DAS-MP: Enabling High-Quality Macro Placement with Enhanced Dataflow Awareness
Xiaotian Zhao, Zixuan Li, Yichen Cai, Tianju Wang, Yushan Pan, Xinfei Guo
TL;DR
DAS-MP addresses the limited dataflow perspective in macro placement by extracting hidden macro–cell and cell–cell dataflow and integrating it into placement constraints. The method introduces a three-way dataflow model, a two-stage fine-tuning workflow that accounts for macro area and orientation, and a dataflow-guided SA/Sequence-Pair optimization. Empirical results on seven NanGate45 benchmarks show average HPWL improvements of 7.9% and substantial congestion reductions (≈82.5%), along with notable WNS/TNS improvements, while incurring modest runtime overhead. The approach is designed to be portable as a plugin for existing design flows, enabling more accurate, dataflow-aware macro placement with co-optimization of macro and standard-cell clusters.
Abstract
Dataflow is a critical yet underexplored factor in automatic macro placement, which is becoming increasingly important for developing intelligent design automation techniques that minimize reliance on manual adjustments and reduce design iterations. Existing macro or mixed-size placers with dataflow awareness primarily focus on intrinsic relationships among macros, overlooking the crucial influence of standard cell clusters on macro placement. To address this, we propose DAS-MP, which extracts hidden connections between macros and standard cells and incorporates a series of algorithms to enhance dataflow awareness, integrating them into placement constraints for improved macro placement. To further optimize placement results, we introduce two fine-tuning steps: (1) congestion optimization by taking macro area into consideration, and (2) flipping decisions to determine the optimal macro orientation based on the extracted dataflow information.
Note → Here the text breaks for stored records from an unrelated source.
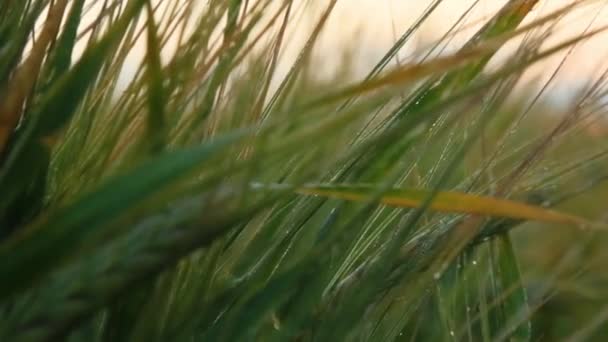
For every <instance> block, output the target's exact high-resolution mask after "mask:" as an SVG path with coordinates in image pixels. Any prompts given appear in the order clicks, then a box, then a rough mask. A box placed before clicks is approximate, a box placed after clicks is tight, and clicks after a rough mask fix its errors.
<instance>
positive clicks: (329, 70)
mask: <svg viewBox="0 0 608 342" xmlns="http://www.w3.org/2000/svg"><path fill="white" fill-rule="evenodd" d="M329 1H330V0H296V2H295V4H296V5H298V4H301V5H307V6H308V10H309V11H308V12H305V13H306V14H304V15H301V16H299V17H297V18H294V22H295V23H297V25H293V27H292V30H291V33H290V37H289V39H288V40H287V41H288V42H289V44H288V45H287V47H286V51H285V53H284V58H283V59H282V63H281V64H280V65H279V72H280V73H285V72H286V71H287V70H288V68H289V66H290V65H291V63H292V61H293V59H294V58H295V56H297V53H298V51H299V49H300V47H301V46H302V45H303V43H304V40H305V39H306V38H307V37H308V34H309V32H310V27H311V23H312V22H313V21H314V20H316V18H317V17H318V15H315V9H317V11H316V13H317V14H318V12H319V10H320V9H321V8H324V7H325V6H326V4H327V3H328V2H329ZM430 2H431V1H430V0H338V3H337V5H336V8H335V9H334V12H333V13H332V15H331V17H330V20H329V21H328V24H327V26H326V28H325V31H324V33H323V35H322V37H321V40H320V42H319V43H318V44H317V46H316V49H315V55H316V58H317V60H316V61H317V63H316V64H315V66H316V67H318V74H320V75H327V76H329V75H331V74H332V72H333V71H335V70H336V67H337V65H338V63H339V62H340V58H341V56H342V51H344V49H347V48H351V49H353V52H354V54H353V56H352V57H353V60H354V64H355V68H354V70H353V78H357V77H361V76H363V75H364V74H366V73H367V71H369V69H370V68H371V66H373V65H374V64H375V63H376V62H377V61H378V60H379V59H380V57H381V56H382V55H383V54H384V53H385V52H386V51H387V50H388V49H389V48H390V47H391V45H392V44H393V42H394V41H395V39H396V37H398V36H399V35H401V34H402V33H403V32H405V31H406V30H407V29H408V28H409V27H410V26H411V25H412V23H413V22H414V21H415V19H416V18H417V17H419V16H420V14H422V12H423V11H424V9H425V8H426V7H427V6H428V5H429V3H430ZM473 2H474V0H443V1H442V3H441V4H440V5H439V7H438V8H437V9H436V11H435V12H434V13H433V15H432V16H431V17H430V19H429V20H428V21H427V22H425V24H424V25H423V26H422V27H421V28H420V29H419V30H418V31H417V32H416V33H415V34H414V37H413V39H411V41H410V42H408V44H407V45H406V46H405V48H404V49H403V50H402V52H401V53H400V57H401V58H402V60H407V57H408V55H411V53H412V52H413V51H414V49H415V48H416V46H418V47H421V46H422V47H424V46H429V44H430V43H432V41H433V40H435V39H438V38H439V37H441V35H442V34H443V33H444V32H445V31H446V30H447V29H448V28H449V27H450V26H452V24H453V23H454V22H455V21H456V20H457V19H458V18H459V17H460V16H461V15H462V13H463V12H464V11H465V10H466V9H467V8H468V7H469V6H470V5H471V4H472V3H473ZM505 2H506V0H479V4H478V5H477V6H476V7H475V8H474V9H473V10H472V12H471V13H470V15H469V16H468V19H467V20H466V22H467V23H470V25H469V26H470V28H469V29H468V30H465V31H463V32H462V33H461V34H459V35H458V36H457V37H456V38H455V39H454V40H453V44H452V46H451V48H452V51H453V49H455V48H457V47H459V46H461V45H462V44H463V43H464V42H465V41H466V40H467V38H468V37H469V36H470V35H471V34H473V33H474V32H475V31H476V30H477V28H478V27H479V26H480V25H481V24H483V22H485V20H484V19H486V20H487V18H489V16H490V15H491V13H493V12H495V11H496V10H497V9H498V8H500V7H501V6H502V5H504V3H505ZM573 2H579V3H582V4H583V5H581V6H580V9H579V10H577V11H574V12H572V13H571V14H569V15H568V16H567V17H566V18H564V19H563V20H562V24H561V26H560V27H559V30H558V33H557V34H555V35H554V36H553V37H552V39H549V40H548V41H547V44H548V45H549V46H550V45H552V44H553V43H555V42H558V41H560V40H563V39H565V38H567V37H571V36H576V35H578V34H580V33H581V32H583V30H584V29H585V28H586V26H587V25H588V24H589V23H590V21H591V20H592V18H594V16H595V15H597V18H596V19H595V21H594V25H593V27H600V26H603V25H607V24H608V9H607V8H605V7H608V0H541V1H540V3H539V4H538V5H537V7H536V8H535V10H534V11H533V13H532V14H531V15H529V17H528V18H527V21H529V20H533V19H534V18H536V17H538V16H542V15H545V14H547V13H550V12H551V11H552V10H555V9H557V8H561V7H562V6H564V5H566V4H570V3H573ZM201 3H202V2H201ZM277 4H279V1H277ZM296 7H299V6H296ZM475 23H478V24H477V25H474V24H475ZM512 45H513V46H515V44H512ZM504 50H505V51H503V52H502V54H503V55H508V50H509V49H504ZM144 51H145V46H144V45H143V44H141V47H140V48H138V50H137V51H135V52H136V53H135V56H134V58H133V64H134V65H133V66H132V67H129V68H128V69H134V68H135V64H137V63H139V60H140V58H141V55H143V53H144ZM448 51H449V49H448ZM137 55H139V56H137ZM562 56H563V54H561V55H555V56H554V57H553V58H550V59H547V60H546V61H544V62H542V63H539V64H537V65H536V66H535V67H533V68H531V70H530V71H529V72H528V73H527V74H526V80H527V81H536V82H542V81H543V80H544V79H547V78H548V77H549V76H550V74H551V73H552V71H553V70H554V69H555V67H556V66H557V65H558V64H559V62H560V61H561V57H562ZM498 60H500V59H499V58H498ZM602 65H604V66H605V65H608V34H607V33H604V34H602V35H598V36H596V37H595V38H593V39H592V40H590V41H588V42H585V43H584V44H581V45H580V46H578V47H577V49H576V51H575V52H574V53H573V54H572V55H571V56H570V57H569V59H568V61H567V63H566V65H565V66H564V68H563V69H562V70H561V71H560V73H559V77H558V80H557V82H556V84H555V85H554V90H555V89H557V90H558V93H564V92H565V93H574V90H571V89H570V88H572V87H573V86H575V85H580V84H581V83H582V82H586V81H589V80H590V79H591V78H592V77H593V76H594V75H596V74H597V73H598V71H599V70H600V68H601V66H602ZM129 73H130V70H126V72H125V75H126V76H125V77H129V76H128V74H129Z"/></svg>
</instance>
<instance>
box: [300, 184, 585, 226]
mask: <svg viewBox="0 0 608 342" xmlns="http://www.w3.org/2000/svg"><path fill="white" fill-rule="evenodd" d="M296 192H298V193H300V194H304V195H317V196H323V197H328V198H335V199H343V200H347V201H365V200H368V199H370V198H371V196H372V194H373V193H374V188H373V187H372V186H365V185H332V186H329V185H319V186H316V185H315V186H303V187H300V188H298V189H297V190H296ZM430 194H431V191H429V190H424V189H391V190H389V191H387V192H385V193H384V195H382V196H381V197H380V198H379V202H380V203H382V204H384V205H388V206H393V207H399V208H418V207H420V206H421V205H422V203H423V202H424V200H425V198H427V197H428V196H429V195H430ZM429 209H430V210H433V211H440V212H448V213H462V214H473V215H484V216H495V217H505V218H512V219H520V220H533V221H542V222H551V223H562V224H573V225H577V226H589V225H590V223H589V222H588V221H587V220H585V219H584V218H581V217H578V216H575V215H571V214H566V213H562V212H558V211H555V210H552V209H547V208H543V207H539V206H535V205H531V204H526V203H521V202H516V201H512V200H507V199H501V198H495V197H490V196H480V195H474V194H469V193H464V192H456V191H440V192H439V193H437V194H436V195H435V196H434V198H433V201H432V202H431V204H430V206H429Z"/></svg>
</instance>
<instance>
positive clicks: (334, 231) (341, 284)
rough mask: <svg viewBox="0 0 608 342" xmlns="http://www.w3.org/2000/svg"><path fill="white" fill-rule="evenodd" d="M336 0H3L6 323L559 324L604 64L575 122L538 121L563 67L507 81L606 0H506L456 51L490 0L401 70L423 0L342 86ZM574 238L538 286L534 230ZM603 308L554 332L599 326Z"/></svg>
mask: <svg viewBox="0 0 608 342" xmlns="http://www.w3.org/2000/svg"><path fill="white" fill-rule="evenodd" d="M337 2H338V1H337V0H330V1H327V2H323V3H319V2H313V3H314V4H316V5H319V4H320V5H321V6H322V8H321V10H320V12H319V11H318V12H310V11H311V9H310V6H311V2H304V1H301V2H300V1H292V0H284V1H271V0H258V1H247V0H244V1H243V0H210V1H195V0H172V1H167V0H154V1H152V0H128V1H127V0H104V1H85V0H73V1H67V0H54V1H48V0H24V1H3V2H1V3H0V94H1V95H0V151H1V159H0V188H1V189H2V196H1V197H0V260H1V261H0V341H51V340H52V341H54V340H64V339H66V340H70V341H72V340H73V341H80V340H87V341H167V340H177V341H182V340H184V341H185V340H189V341H192V340H194V341H199V340H201V341H240V340H260V341H273V340H316V341H341V340H370V341H384V340H387V341H388V340H404V341H405V340H468V341H478V340H481V341H490V340H492V341H494V340H497V341H501V340H518V341H519V340H532V339H535V340H536V339H538V338H542V337H543V336H545V337H548V338H551V336H553V335H552V334H553V333H554V332H553V330H552V328H551V327H550V325H551V323H546V321H543V320H550V319H551V317H552V316H551V314H550V313H544V312H545V311H546V308H547V306H544V304H545V303H547V302H549V303H551V299H552V298H555V296H556V295H558V294H559V293H561V292H560V287H561V286H564V284H566V281H570V282H571V284H573V286H574V285H580V286H584V284H583V283H582V282H581V283H580V284H579V283H577V280H580V279H587V278H585V277H582V276H581V275H582V274H584V272H585V268H586V267H581V268H579V269H574V270H572V265H573V260H575V262H578V263H580V264H583V265H587V266H589V265H591V264H592V263H594V262H596V260H597V256H595V255H594V254H592V253H593V252H592V251H593V250H595V249H594V248H597V247H594V246H593V245H594V244H595V243H598V242H597V241H599V239H600V238H602V237H603V234H602V232H601V230H602V229H603V228H605V224H604V223H602V222H601V221H602V217H601V216H598V213H597V210H596V211H588V210H587V211H586V210H584V208H583V209H581V208H580V207H578V208H577V207H576V206H574V207H573V206H572V205H570V206H568V205H567V204H568V203H572V199H576V198H580V197H581V196H585V194H586V193H588V192H589V191H592V190H594V188H595V187H597V186H598V184H600V183H601V182H602V181H603V180H604V179H605V174H603V171H602V170H604V169H605V167H604V165H605V162H606V160H605V158H606V155H607V153H606V145H605V143H603V142H601V141H597V140H594V141H589V142H585V141H586V140H584V139H588V137H587V135H586V133H585V132H586V130H585V127H587V126H588V125H589V124H592V123H593V122H595V121H597V120H598V118H601V116H602V115H604V112H605V98H606V75H607V74H608V71H606V70H601V71H600V72H598V74H597V75H594V78H592V79H591V80H590V82H589V85H588V87H586V88H585V89H584V91H582V92H581V93H580V95H579V96H578V97H577V98H576V99H575V100H576V101H575V103H573V104H572V105H571V106H570V107H568V108H567V110H566V111H565V113H564V114H563V115H561V116H558V115H553V116H551V117H549V118H547V117H545V118H544V119H540V118H542V117H540V116H539V114H542V113H540V112H542V111H543V110H542V108H545V110H544V111H547V110H546V108H547V107H543V106H542V103H541V102H542V95H543V94H544V93H545V91H546V90H547V89H548V87H549V86H550V85H551V83H552V82H553V80H554V78H550V80H549V81H548V82H547V83H546V84H545V87H542V88H541V89H540V90H539V91H537V90H533V91H534V92H535V93H533V94H532V96H530V97H529V98H525V99H519V100H518V99H514V98H513V96H512V93H513V91H514V89H515V88H516V87H517V88H522V87H525V86H526V84H525V82H526V79H527V78H525V77H524V75H525V73H526V71H527V70H529V68H530V67H531V66H533V65H535V64H537V63H538V62H542V61H543V60H545V59H546V58H549V57H553V56H555V55H559V54H561V56H565V57H563V58H564V59H566V58H568V52H569V51H572V49H574V48H576V46H578V45H579V44H580V43H583V42H584V41H586V40H587V39H589V38H593V37H595V36H596V35H599V34H601V33H602V32H603V31H604V27H600V28H594V27H596V26H593V25H590V26H589V27H588V28H587V29H586V30H585V31H583V32H581V33H580V34H579V35H578V36H576V37H574V38H568V39H561V40H557V41H556V40H555V39H550V38H553V37H554V34H555V32H556V31H558V30H559V29H558V28H559V25H560V24H561V23H562V22H564V21H567V20H571V18H570V17H569V14H570V13H573V12H574V11H576V10H578V9H580V8H589V7H590V6H597V4H598V1H573V2H572V3H570V4H567V5H565V7H562V8H560V9H558V10H556V11H553V12H549V13H545V12H541V14H540V15H539V14H538V13H536V14H534V13H533V11H534V9H535V7H537V6H540V4H538V2H539V1H533V0H510V1H506V2H505V4H504V6H503V7H502V8H501V9H500V10H499V11H497V12H496V13H494V15H493V16H492V17H491V18H488V19H487V21H486V22H485V23H484V24H483V25H481V26H480V27H479V29H478V31H477V32H476V33H475V34H473V35H472V36H471V37H470V38H469V40H468V41H467V42H466V43H465V44H464V45H462V46H461V47H460V48H459V49H457V50H455V51H453V52H450V53H445V52H444V51H443V50H444V49H445V47H446V45H448V44H450V42H451V41H452V39H453V38H454V37H455V35H457V34H458V33H459V32H460V31H461V30H462V29H463V28H464V27H466V26H467V25H469V23H470V13H471V12H470V10H471V9H473V8H475V6H479V1H477V2H475V3H474V4H473V5H472V6H473V7H471V8H469V9H463V15H462V16H461V17H460V19H459V20H458V21H457V22H456V23H455V24H454V26H453V27H452V28H451V29H450V30H449V31H448V32H447V33H446V34H445V35H444V36H442V37H441V38H440V39H439V40H438V41H436V42H434V44H433V46H431V47H430V50H426V51H422V52H420V53H418V54H415V55H413V56H411V57H410V58H409V59H407V60H405V61H404V60H400V63H396V64H395V63H392V62H391V61H393V60H395V58H397V55H398V53H399V52H400V51H402V49H403V47H404V46H405V44H406V43H407V42H408V41H410V40H411V39H413V37H414V33H416V31H417V30H419V29H420V27H421V25H423V24H424V23H425V22H426V21H427V20H428V18H429V15H431V14H432V13H433V12H434V11H435V10H436V9H437V8H438V6H441V4H442V1H441V0H434V1H430V2H429V6H428V8H427V9H426V10H425V12H424V13H422V14H421V16H420V18H419V19H418V20H417V21H415V22H414V23H413V24H412V26H411V28H410V29H408V30H407V31H406V32H403V35H402V36H401V37H400V38H398V39H396V42H395V44H394V46H393V47H392V48H391V49H390V50H388V51H387V53H386V55H385V56H384V57H383V58H382V59H381V60H379V61H378V63H377V65H376V66H375V67H374V68H373V69H372V70H371V71H370V72H369V74H368V76H367V77H364V78H363V79H361V80H356V81H354V82H353V81H344V78H340V77H338V76H340V75H339V73H337V74H336V75H337V76H336V79H334V80H331V81H323V80H322V78H321V77H319V76H320V75H317V74H316V70H319V69H320V67H319V63H321V62H320V61H319V60H318V59H317V58H315V56H316V55H317V54H316V50H315V49H316V48H317V44H318V42H319V40H320V37H322V35H323V29H324V27H325V26H326V25H327V23H328V22H329V21H331V20H332V16H331V14H332V11H333V10H334V9H335V6H336V3H337ZM310 13H318V16H316V17H314V18H313V19H314V23H313V26H312V28H311V31H310V34H309V36H308V38H307V40H306V41H305V43H304V44H303V45H302V47H301V50H300V51H299V54H297V57H296V58H295V59H293V60H290V59H289V57H288V56H289V55H288V54H286V53H285V51H286V49H287V47H288V46H289V44H290V43H293V42H292V41H291V40H292V37H293V34H294V30H298V29H302V26H301V25H302V24H301V20H302V16H305V15H310ZM531 17H533V18H531ZM590 24H593V22H592V23H590ZM299 25H300V26H299ZM548 42H552V43H550V44H549V43H548ZM509 44H510V45H511V46H512V45H513V44H516V46H517V48H516V49H511V50H509V51H510V52H507V53H508V54H509V57H508V58H506V59H504V58H503V62H501V63H495V64H496V65H497V66H493V67H489V66H490V64H491V62H493V61H494V60H495V59H496V55H497V54H498V53H499V52H504V51H505V47H507V46H508V45H509ZM338 49H339V48H338V47H336V51H331V52H326V53H339V51H337V50H338ZM140 52H143V53H140ZM134 61H135V62H134ZM286 62H289V63H292V64H291V65H290V66H289V68H287V71H286V72H283V67H282V66H284V65H285V63H286ZM344 68H345V69H344V70H345V74H348V58H346V60H345V61H344ZM131 69H132V74H133V75H132V76H133V77H125V75H127V74H129V70H131ZM560 69H561V66H559V67H558V68H557V69H556V70H555V73H556V74H557V73H559V71H560ZM346 79H348V77H347V78H346ZM125 80H126V81H125ZM530 89H534V88H532V87H530ZM526 101H527V102H526ZM522 103H524V105H522ZM535 120H536V121H535ZM538 120H541V121H542V122H541V123H539V122H538ZM567 144H576V147H575V148H566V147H565V146H566V145H567ZM569 201H570V202H569ZM565 204H566V205H565ZM530 221H534V222H535V223H532V222H530ZM516 228H517V230H515V229H516ZM581 228H582V229H583V230H581ZM515 231H516V232H517V233H518V234H523V233H522V232H524V233H525V232H528V233H529V235H527V237H528V238H527V239H525V241H524V240H521V241H524V242H521V241H520V240H517V239H516V240H515V241H514V239H513V232H515ZM534 232H538V233H534ZM556 234H563V235H564V236H566V234H568V236H571V239H570V241H569V243H568V244H565V247H564V248H563V250H562V251H561V253H558V256H559V257H555V258H553V259H552V260H551V261H550V264H549V265H548V266H546V265H545V267H544V268H541V269H542V270H545V271H540V272H536V273H535V278H533V279H532V280H529V281H528V278H526V277H525V276H524V275H523V274H524V273H523V272H522V271H521V270H522V269H533V267H531V266H533V265H534V264H535V263H536V262H542V260H544V259H543V258H545V257H546V254H542V255H540V256H536V257H530V256H529V255H528V254H529V253H526V252H524V253H520V252H519V251H518V250H517V249H516V248H515V247H516V246H523V247H521V248H522V249H523V250H524V251H533V250H535V248H536V247H535V246H536V245H537V244H538V245H541V244H542V243H543V239H547V237H548V236H555V235H556ZM600 246H601V245H600ZM521 254H523V255H524V256H526V258H525V259H524V262H521V260H518V259H521ZM547 270H549V271H547ZM543 272H544V273H543ZM598 310H599V314H598V315H597V316H596V317H595V319H594V320H591V321H588V320H587V321H581V322H578V323H576V320H575V319H573V320H572V322H575V323H576V324H570V326H569V327H568V328H566V329H565V330H564V331H565V332H564V335H562V336H560V337H563V336H566V335H568V334H572V336H571V337H572V338H573V339H575V340H577V339H587V338H592V337H595V338H600V337H599V336H605V335H601V334H603V333H605V332H602V331H601V330H599V332H598V328H599V327H600V326H601V325H602V324H603V323H604V321H605V320H606V319H607V318H608V315H606V310H607V309H606V308H604V307H600V308H598ZM537 315H540V319H536V318H535V317H538V316H537Z"/></svg>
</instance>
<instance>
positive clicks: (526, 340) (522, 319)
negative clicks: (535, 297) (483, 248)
mask: <svg viewBox="0 0 608 342" xmlns="http://www.w3.org/2000/svg"><path fill="white" fill-rule="evenodd" d="M498 252H499V253H500V255H499V256H498V260H497V278H498V281H499V282H500V285H501V287H502V290H503V296H504V298H503V299H502V300H501V302H500V304H499V312H500V314H502V315H503V316H504V317H501V320H500V321H501V322H504V323H505V325H506V326H505V327H502V329H501V330H502V335H506V336H509V340H510V341H530V338H531V334H532V331H531V329H532V327H531V323H530V320H529V317H530V308H529V306H528V295H527V294H526V289H525V288H524V287H523V284H522V280H521V274H520V271H519V265H518V263H517V257H516V255H515V250H514V249H513V243H512V242H511V239H510V238H509V236H508V235H503V236H501V237H500V239H498ZM499 332H500V331H499Z"/></svg>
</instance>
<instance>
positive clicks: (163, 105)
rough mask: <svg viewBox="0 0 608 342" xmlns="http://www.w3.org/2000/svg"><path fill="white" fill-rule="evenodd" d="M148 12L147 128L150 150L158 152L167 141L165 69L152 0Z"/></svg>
mask: <svg viewBox="0 0 608 342" xmlns="http://www.w3.org/2000/svg"><path fill="white" fill-rule="evenodd" d="M146 8H147V13H148V27H147V31H148V34H147V44H148V46H147V54H146V65H147V68H148V70H147V78H148V117H147V130H148V138H149V140H150V141H149V144H150V147H149V150H150V151H151V152H152V153H157V152H160V151H162V150H163V147H164V145H165V143H166V141H165V102H166V100H165V99H166V96H165V90H164V89H163V88H164V87H163V70H162V65H161V56H160V51H161V50H160V49H161V48H160V44H159V39H158V33H157V32H158V30H157V27H156V26H157V25H156V22H155V20H154V10H153V9H152V5H151V3H150V1H148V2H147V5H146Z"/></svg>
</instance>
By integrating enhanced dataflow awareness into placement constraints and applying these fine-tuning steps, the proposed approach achieves an average 7.9% improvement in half-perimeter wirelength (HPWL) across multiple widely used benchmark designs compared to a state-of-the-art dataflow-aware macro placer. Additionally, it significantly improves congestion, reducing overflow by an average of 82.5%, and achieves improvements of 36.97% in Worst Negative Slack (WNS) and 59.44% in Total Negative Slack (TNS). The approach also maintains efficient runtime throughout the entire placement process, incurring less than a 1.5% runtime overhead. These results show that the proposed dataflow-driven methodology, combined with the fine-tuning steps, provides an effective foundation for macro placement and can be seamlessly integrated into existing design flows to enhance placement quality.